Kraft-Heinz’ recent failed attempt to purchase Unilever for $143 billion dollars is unlikely to be the last news of mergers and acquisitions in the consumer packaged goods (CPG) sector. According to Keith Loria (@Freelancekeith), “When Kraft Heinz released its latest earnings report [in mid-February], industry analysts were somewhat surprised that there was no news of an acquisition in the works. When details started to emerge about its attempt to purchase Unilever, not many were shocked at its effort to grow.” So the news about its desire to acquire Unilever was not a surprising. Kraft-Heinz is owned by two well-known investment groups, the Brazilian private equity group 3G Capital Partners LP, led by former professional tennis player Jorge Paulo Lemann, and American-based Berkshire Hathaway, headed by Warren Buffett. The failed attempt to buy Unilever demonstrates that neither 3G Capital nor Berkshire Hathaway has lost its expansionist appetite. Shortly after the Kraft-Heinz merger a few years ago, I wrote:

Cognitive Computing = Efficiency and Innovation“Although the products manufactured by the Kraft Heinz Co. are best known in North America, the global implications of the merger are worth discussing. Warren Buffett is on record about 3G Capital stating, ‘These guys have global ambitions.’ Of course, Buffett’s own ambitions are just as large, which is why Berkshire Hathaway has teamed with 3G Capital on each of its past three large food deals.
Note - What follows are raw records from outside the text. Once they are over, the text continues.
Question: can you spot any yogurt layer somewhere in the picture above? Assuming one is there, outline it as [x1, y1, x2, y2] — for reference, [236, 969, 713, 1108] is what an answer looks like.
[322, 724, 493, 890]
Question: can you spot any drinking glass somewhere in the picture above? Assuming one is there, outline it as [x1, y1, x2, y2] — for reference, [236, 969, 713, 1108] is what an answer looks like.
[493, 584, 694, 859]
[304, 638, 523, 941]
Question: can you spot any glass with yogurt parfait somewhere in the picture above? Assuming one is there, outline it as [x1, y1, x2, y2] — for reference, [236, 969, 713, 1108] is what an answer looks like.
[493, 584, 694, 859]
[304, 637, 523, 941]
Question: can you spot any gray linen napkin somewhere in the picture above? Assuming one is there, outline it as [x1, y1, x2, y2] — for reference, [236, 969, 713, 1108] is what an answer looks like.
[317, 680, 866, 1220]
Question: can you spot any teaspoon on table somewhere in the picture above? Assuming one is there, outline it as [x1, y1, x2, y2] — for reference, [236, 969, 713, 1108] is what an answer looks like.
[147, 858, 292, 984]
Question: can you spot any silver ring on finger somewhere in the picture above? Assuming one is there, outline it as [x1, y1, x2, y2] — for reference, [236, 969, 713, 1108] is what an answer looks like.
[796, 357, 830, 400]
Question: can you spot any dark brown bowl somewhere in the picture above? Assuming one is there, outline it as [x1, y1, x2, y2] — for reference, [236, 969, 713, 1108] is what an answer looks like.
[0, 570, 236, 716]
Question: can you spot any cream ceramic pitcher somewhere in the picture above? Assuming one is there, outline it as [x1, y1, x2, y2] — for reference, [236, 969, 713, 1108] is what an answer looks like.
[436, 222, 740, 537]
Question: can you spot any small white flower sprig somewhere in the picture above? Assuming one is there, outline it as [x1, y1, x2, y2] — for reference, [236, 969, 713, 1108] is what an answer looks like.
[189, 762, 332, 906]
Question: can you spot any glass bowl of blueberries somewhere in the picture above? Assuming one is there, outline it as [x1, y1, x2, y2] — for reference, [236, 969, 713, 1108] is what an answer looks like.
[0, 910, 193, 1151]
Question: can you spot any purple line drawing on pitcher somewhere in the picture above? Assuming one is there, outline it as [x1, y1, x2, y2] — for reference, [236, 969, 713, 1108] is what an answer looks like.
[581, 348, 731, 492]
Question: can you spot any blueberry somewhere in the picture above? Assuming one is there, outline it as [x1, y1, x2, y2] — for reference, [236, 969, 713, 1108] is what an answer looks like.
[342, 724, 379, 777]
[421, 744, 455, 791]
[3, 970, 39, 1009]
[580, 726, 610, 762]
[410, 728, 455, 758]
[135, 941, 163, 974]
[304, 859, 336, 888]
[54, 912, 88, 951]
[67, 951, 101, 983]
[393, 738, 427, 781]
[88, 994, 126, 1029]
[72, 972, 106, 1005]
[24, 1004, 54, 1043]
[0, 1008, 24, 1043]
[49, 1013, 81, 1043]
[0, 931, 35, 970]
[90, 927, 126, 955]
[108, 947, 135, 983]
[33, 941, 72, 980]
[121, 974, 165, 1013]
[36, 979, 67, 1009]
Their ambitions go beyond owning international corporations. They want to sell their products around the world as well. Inevitably global ambitions lead to extended and more complex supply chains.”[2]

Supply chain complexity is one reason CPG companies should invest in cognitive computing platforms. Cognitive computing systems can provide the hyper-efficient consumer insights, category management and supply chain optimization capabilities that allow leading CPG firms to be both cost leaders and provide high service levels to their retail partners and consumers. Secondly, cognitive computing technologies can semantically deal with many of the ambiguous policies and regulations associated with trans-national operations — which also helps to reduce complexity. A third reason to invest in cognitive computing is cost savings. The sector is enormously competitive and margins are thin. Cognitive computing can help dramatically increase operational efficiencies.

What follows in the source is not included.